Statistical analysis was performed using SPSS, version 24. Normality of distributions were tested using Shapiro-Wilk test. Categorical data are expressed as counts (percentages), and continuous variables as mean ± SD or median (range), as appropriate. Mean difference (MD) ± SD was calculated from each group substracting the measured values of two different observers divided by the number of subjects measured in the respective group. Comparisons between groups were performed using Student t-test or one-way ANOVA for normally distributed variables, and chi2 and Mann-Whitney test for non-normally distributed variables. Fischer’s exact tests were used to compare proportions. Inter- and intra-observer variability was computed using the intra-class correlation coefficients (ICC) using a two-way mixed model with absolute agreement between measures and coefficient of variance (CV) and the Bland-Altman plots.
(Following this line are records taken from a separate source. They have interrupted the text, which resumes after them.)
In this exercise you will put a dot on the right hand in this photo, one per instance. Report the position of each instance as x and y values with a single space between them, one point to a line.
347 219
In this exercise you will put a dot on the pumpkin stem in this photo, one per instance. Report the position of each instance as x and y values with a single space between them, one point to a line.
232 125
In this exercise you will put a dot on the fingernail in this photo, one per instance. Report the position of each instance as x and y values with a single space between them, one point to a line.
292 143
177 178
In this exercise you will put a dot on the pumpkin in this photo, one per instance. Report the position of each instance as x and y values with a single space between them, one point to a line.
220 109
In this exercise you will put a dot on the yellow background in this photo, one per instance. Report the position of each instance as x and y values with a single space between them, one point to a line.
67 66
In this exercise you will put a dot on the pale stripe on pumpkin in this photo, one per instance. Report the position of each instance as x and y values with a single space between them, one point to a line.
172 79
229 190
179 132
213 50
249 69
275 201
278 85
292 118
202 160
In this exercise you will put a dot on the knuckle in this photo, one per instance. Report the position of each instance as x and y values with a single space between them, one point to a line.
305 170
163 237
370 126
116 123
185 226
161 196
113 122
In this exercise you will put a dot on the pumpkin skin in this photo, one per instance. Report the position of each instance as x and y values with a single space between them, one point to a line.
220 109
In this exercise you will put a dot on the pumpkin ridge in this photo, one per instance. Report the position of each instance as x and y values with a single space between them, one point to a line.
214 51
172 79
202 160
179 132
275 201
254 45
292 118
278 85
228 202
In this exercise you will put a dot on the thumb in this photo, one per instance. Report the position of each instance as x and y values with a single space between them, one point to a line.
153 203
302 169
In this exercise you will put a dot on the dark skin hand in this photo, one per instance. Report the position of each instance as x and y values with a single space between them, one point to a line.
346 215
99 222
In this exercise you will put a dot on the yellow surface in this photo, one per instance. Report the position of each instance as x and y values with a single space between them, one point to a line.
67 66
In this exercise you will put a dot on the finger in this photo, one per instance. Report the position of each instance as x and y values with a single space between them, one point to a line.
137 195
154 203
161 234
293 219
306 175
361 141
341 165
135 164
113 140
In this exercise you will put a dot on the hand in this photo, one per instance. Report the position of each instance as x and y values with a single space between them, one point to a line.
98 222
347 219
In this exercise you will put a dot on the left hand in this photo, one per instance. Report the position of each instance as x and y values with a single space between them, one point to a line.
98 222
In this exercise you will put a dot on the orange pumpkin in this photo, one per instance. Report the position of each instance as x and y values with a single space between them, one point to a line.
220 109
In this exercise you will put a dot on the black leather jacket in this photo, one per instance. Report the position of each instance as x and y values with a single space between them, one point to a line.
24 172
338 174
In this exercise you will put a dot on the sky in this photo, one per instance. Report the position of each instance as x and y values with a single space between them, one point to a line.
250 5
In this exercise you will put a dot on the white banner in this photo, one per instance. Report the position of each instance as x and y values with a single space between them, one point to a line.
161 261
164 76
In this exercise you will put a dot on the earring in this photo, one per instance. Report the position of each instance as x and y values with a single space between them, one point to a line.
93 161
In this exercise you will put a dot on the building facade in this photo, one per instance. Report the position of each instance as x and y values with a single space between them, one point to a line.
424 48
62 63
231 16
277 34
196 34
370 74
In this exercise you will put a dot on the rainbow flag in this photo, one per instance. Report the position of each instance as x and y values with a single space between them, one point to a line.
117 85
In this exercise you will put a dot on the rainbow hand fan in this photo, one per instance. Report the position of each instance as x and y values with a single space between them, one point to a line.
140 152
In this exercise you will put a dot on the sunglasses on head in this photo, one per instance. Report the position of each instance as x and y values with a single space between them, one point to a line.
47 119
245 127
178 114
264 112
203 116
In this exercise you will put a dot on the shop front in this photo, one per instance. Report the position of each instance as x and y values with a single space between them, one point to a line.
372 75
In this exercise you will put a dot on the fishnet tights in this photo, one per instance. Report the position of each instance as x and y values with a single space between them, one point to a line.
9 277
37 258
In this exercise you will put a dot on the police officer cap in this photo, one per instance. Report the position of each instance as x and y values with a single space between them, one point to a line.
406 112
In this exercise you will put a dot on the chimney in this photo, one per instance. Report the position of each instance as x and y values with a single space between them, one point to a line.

Effect size between controls and patients based on GLS was assessed Cohen’s D as well as using receiver operating characteristic (ROC) curve analysis and calculation of the area under the curve (AUC); AUCs pre and after standardisation were compared using z-test statistics. Cohen’s D were calculated comparing the mean GLS values and the standard deviations pre- and poststandardization with the respective control group. The AUCs were calculated by integration of the graph produced by drawing the sensitivity of GLS on the y-axis and 1-specificity on the x-axis in terms of discriminating between health and disease. All tests were two-tailed and p-values <0.05 were considered statistically significant.


Baseline characteristics are displayed in Table 1. The final analysis included 44 subject cases: 15 patients with IHD and regional wall motion abnormalities, 19 patients with NIDCM and 10 healthy controls. Quantitative analysis was not diagnostic in 12 subjects, whereas in 17(39%) subjects 1 ROI had to be discarded. The results of GLS measurements before and after standardization are provided in Table 2 for both vendors. There were significant differences between controls and all patients, as well as patient subgroups, in most CMR measurements, as well as GLS (p < 0.005) (summarised in Table 2); these differences were accentuated through standardization procedures, as shown by significant increase in Cohen D’s and AUCs (Fig. 3, Table 3). The benefit of standardization was also evident through improved CV and ICC agreements between observers and the different vendors. Results of Bland Altman analyses for inter-and intraobserver reproducibility for both vendors prior to and after standardization are displayed in Table 2 (plots Figs. 4, 5 and 6). Limits of agreement and the coefficient of variation were reduced after standardization within each vendor, albeit more strongly for interobserver than intraobserver agreement (p = 0.03 vs <0.001, respectively) and more for MEDIS than CVI42 (Medis: p < 0.000; CVI42: p < 0.028).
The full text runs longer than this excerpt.